2008年9月28日日曜日

高尾山事件



先日、家の前を救急車がたくさん走っていった。
山火事でもあったのかと思っていたら、自殺者が出ていた。山の中でテントを張ってその中で化学薬品を使っての早い死だった。30代の若者3人だそうだ。

高尾はそんな話をよく聞く。そりゃ、年間250万人も登りにくるお山だもの。死も確率的には多いのかもしれない。行方不明のチラシも時々電柱に貼ってある。
「山の上でヘリが飛ぶときゃ、そういうこった。今年はもう7回は飛んだぞ」地元の人たちはそんな現実を、淡々と受け止めている。

近所のじいちゃんは、私をいつもこう言ってからかう。
「おう。こないだ、あそこの沢で見つけたぞ。今からいっしょに見に行こうや」
彼によると、服毒自殺は、苦しいから、水を飲みに沢にやって来ると言う。そこで水を飲むと、それがあだになって、即死するのだそうだ。

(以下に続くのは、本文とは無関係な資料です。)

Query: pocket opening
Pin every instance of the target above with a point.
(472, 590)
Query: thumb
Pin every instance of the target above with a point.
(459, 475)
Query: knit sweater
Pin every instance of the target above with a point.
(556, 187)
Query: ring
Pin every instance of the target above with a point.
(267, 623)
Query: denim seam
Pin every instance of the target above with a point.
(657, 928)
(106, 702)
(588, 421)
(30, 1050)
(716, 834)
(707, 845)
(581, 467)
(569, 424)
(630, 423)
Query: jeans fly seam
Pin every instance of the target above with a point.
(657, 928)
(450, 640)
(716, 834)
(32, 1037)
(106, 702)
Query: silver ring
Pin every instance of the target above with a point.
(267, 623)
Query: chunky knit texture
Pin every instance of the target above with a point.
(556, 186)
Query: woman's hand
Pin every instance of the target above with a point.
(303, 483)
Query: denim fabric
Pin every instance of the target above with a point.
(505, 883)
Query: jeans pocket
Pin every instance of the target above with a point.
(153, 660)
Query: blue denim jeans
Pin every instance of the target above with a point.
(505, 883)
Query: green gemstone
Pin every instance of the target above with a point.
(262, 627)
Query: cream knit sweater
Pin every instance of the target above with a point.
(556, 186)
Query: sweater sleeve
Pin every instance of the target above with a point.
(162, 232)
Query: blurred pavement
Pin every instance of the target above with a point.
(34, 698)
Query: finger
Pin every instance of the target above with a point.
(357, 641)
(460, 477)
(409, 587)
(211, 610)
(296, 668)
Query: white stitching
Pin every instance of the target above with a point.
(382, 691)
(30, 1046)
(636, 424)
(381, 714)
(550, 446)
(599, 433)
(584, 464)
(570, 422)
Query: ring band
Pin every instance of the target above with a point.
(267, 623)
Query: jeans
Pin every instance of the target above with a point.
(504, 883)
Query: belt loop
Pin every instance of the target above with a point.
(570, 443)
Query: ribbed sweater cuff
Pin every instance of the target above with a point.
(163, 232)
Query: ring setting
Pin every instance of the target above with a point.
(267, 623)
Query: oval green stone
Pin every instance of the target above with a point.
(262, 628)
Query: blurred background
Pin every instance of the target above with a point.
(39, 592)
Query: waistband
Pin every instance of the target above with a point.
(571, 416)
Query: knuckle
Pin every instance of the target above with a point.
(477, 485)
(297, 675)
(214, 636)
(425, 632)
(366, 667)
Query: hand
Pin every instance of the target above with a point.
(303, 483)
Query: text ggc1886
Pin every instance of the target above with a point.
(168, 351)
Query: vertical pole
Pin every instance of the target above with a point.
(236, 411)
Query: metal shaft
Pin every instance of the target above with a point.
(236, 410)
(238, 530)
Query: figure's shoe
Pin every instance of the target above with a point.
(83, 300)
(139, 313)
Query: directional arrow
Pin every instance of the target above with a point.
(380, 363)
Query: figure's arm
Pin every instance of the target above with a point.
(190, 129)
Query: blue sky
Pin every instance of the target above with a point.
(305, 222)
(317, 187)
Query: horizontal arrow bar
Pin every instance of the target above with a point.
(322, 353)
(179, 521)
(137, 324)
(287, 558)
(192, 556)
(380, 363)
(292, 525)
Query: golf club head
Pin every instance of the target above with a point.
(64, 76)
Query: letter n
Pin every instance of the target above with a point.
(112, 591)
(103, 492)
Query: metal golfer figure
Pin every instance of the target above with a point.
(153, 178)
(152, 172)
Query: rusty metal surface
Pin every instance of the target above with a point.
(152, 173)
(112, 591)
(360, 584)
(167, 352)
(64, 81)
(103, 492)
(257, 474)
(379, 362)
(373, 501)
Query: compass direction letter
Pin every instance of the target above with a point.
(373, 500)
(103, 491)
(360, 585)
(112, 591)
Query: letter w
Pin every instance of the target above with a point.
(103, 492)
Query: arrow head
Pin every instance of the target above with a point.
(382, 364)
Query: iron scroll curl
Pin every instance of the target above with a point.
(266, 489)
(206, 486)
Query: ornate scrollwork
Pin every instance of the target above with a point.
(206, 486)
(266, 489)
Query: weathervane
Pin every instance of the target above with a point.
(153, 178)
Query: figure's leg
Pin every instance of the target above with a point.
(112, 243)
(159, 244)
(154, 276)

ほんとかどうかはわからない。
それで「やっこさんは、いつも沢にいる」んだそうな。

でもそんなひんしゅくを買うような彼の話を聞くと、なぜかほっとする。
生も死も、明るく受け止めているように見える。少なくとも、死が拒絶するほど忌み嫌うものではなくなる。それはこの高尾山のふもとで生きる人たちの、心の知恵なのかもしれない。

そんな彼がうちの犬が死んだ時、どんなに悲しがっていたのか私は知っている。何も言わずに背を向けた、あのときの彼を今でも覚えている。生を大切に思う人は、おいそれとは感情を口にしないものなのだ。

今日も朝からヘリが上空を待っている。
高尾のお山は、生も死もすべてをおおらかに包み込んでいる.....


と、ここで現実的な話をひとつ。
高尾山で死んだり、ケガしたりした人が出ると、お一人様につき、20人以上の救助隊が必要だそうだ。
人は倒れるとそうとう重い。仏さんならなおさらのこと。6〜8人がかりで運ぶのだそうだが、起伏の激しい山の中のこと、体力をいちじるしく消耗する。それで担ぐ人は交代しながら下山する。それについて医療チームも加わって異動するから、総勢22人は必要だと高尾のボランティアの人から聞いた。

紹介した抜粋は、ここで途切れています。